We will also update the call / forward methods for these new model classes to replace manual linear regression calculations with density / linear layers.
Class LinearRegressionKeras (tf.keras.Model): def _ init__ (self): super (). _ _ init__ () self.linear = tf.keras.layers.Dense (1, activation=None) #, input_shape= [1] def call (self, x): return self.linear (x) class LinearRegressionPyTorch (torch.nn.Module): def _ init__ (self): super (LinearRegressionPyTorch) Self). _ init__ () self.linear = torch.nn.Linear (1,1) def forward (self, x): return self.linear (x) training with available optimizer and loss function
Now that we have reimplemented our Tensorflow and Pytorch models using existing layers, we can focus on how to build a more optimized training cycle. Instead of using our previous Na ï ve implementation, we will use the native optimizer and loss functions available in these libraries.

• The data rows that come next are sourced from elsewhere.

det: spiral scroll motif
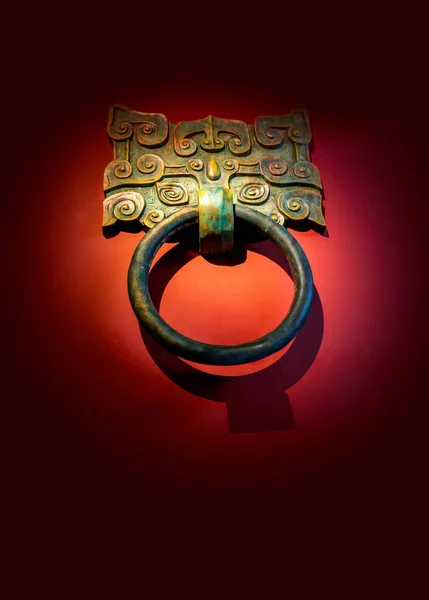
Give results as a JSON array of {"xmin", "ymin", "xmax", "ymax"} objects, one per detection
[
  {"xmin": 136, "ymin": 115, "xmax": 168, "ymax": 146},
  {"xmin": 113, "ymin": 160, "xmax": 133, "ymax": 179},
  {"xmin": 157, "ymin": 183, "xmax": 189, "ymax": 206},
  {"xmin": 277, "ymin": 194, "xmax": 310, "ymax": 221},
  {"xmin": 136, "ymin": 154, "xmax": 164, "ymax": 183},
  {"xmin": 103, "ymin": 192, "xmax": 145, "ymax": 227},
  {"xmin": 237, "ymin": 183, "xmax": 270, "ymax": 204},
  {"xmin": 104, "ymin": 160, "xmax": 133, "ymax": 190},
  {"xmin": 261, "ymin": 156, "xmax": 289, "ymax": 183}
]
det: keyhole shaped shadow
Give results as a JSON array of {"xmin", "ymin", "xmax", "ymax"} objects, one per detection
[{"xmin": 140, "ymin": 232, "xmax": 323, "ymax": 433}]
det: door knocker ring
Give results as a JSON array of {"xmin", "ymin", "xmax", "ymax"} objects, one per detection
[{"xmin": 103, "ymin": 106, "xmax": 325, "ymax": 365}]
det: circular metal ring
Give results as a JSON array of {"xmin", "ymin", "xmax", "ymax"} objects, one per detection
[{"xmin": 128, "ymin": 205, "xmax": 313, "ymax": 365}]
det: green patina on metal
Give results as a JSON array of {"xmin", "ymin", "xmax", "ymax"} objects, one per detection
[
  {"xmin": 103, "ymin": 106, "xmax": 325, "ymax": 365},
  {"xmin": 198, "ymin": 188, "xmax": 234, "ymax": 254}
]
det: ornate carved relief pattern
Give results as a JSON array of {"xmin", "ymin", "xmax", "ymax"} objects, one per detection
[{"xmin": 103, "ymin": 106, "xmax": 324, "ymax": 232}]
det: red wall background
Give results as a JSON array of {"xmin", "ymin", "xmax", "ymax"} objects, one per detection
[{"xmin": 3, "ymin": 9, "xmax": 427, "ymax": 588}]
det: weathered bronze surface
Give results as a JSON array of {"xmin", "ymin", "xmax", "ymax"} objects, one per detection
[
  {"xmin": 103, "ymin": 106, "xmax": 325, "ymax": 365},
  {"xmin": 103, "ymin": 106, "xmax": 325, "ymax": 243}
]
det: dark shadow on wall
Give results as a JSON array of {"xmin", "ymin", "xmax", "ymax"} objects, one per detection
[{"xmin": 140, "ymin": 232, "xmax": 323, "ymax": 433}]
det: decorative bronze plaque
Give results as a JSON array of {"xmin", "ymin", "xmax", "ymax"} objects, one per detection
[{"xmin": 103, "ymin": 106, "xmax": 325, "ymax": 364}]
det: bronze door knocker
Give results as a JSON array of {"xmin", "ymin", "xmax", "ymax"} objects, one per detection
[{"xmin": 103, "ymin": 106, "xmax": 325, "ymax": 365}]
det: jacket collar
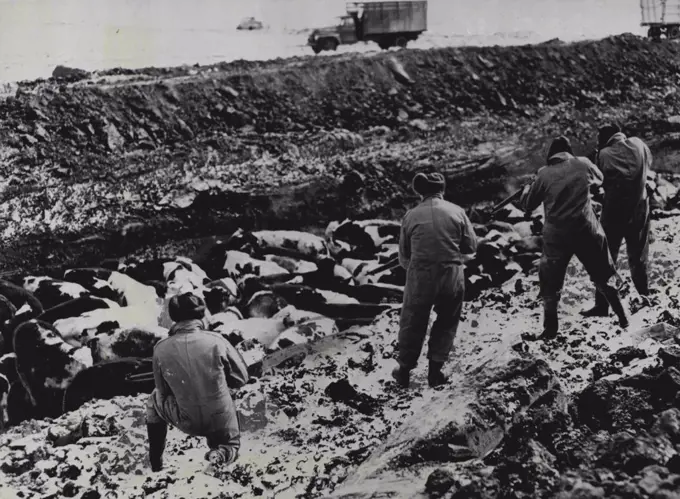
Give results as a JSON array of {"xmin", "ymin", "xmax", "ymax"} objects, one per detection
[
  {"xmin": 548, "ymin": 152, "xmax": 574, "ymax": 165},
  {"xmin": 420, "ymin": 192, "xmax": 444, "ymax": 203},
  {"xmin": 605, "ymin": 132, "xmax": 626, "ymax": 147},
  {"xmin": 168, "ymin": 319, "xmax": 203, "ymax": 336}
]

We will continue to use the automatic differential / automatic derivation function observed earlier, but at this time there is a standard gradient descent (SGD) optimization implementation and standard loss function.
Tensorflow training cycle, easy to fit method
In Tensorflow, FIT () is a very powerful, high-level training model method. It allows us to replace the manual training loop with a single method that specifies super-tuning parameters. Before calling fit (), we will compile the model class using the Compile () method, and then pass the gradient descendant optimizer and the loss function for training.
You will notice that in this case, we will reuse as many methods from the TensorFlow library as possible. In particular, we will implement (MEAL_ABSOLUTE_ERROR) the compilation method through the standard random gradient descent (SGD) optimizer and the standard average absolute error function (MEAL_ABSOLUTE_ERROR). Once the model is compiled, we can finally call the fitting method to fully train our model. We will look at the data (x and y), the number of epochs, and the batch size used in each era.
TensoRFLOF training cycle with custom loop and SGD optimizer
In the following code snippet, we will implement another custom training cycle for our model, this time reusing as many loss functions and optimizers provided by the Tensorflow library as possible. You will notice that our former custom Python loss function has been replaced with the tf.losses.mse () method. We initialized the TF.keras.optimizers.sgd () optimizer instead of manually updating the model parameters with gradients. Calling Optimizer.apply_gradient () and passing a list of weights and offset tuples updates the model parameters with a gradient.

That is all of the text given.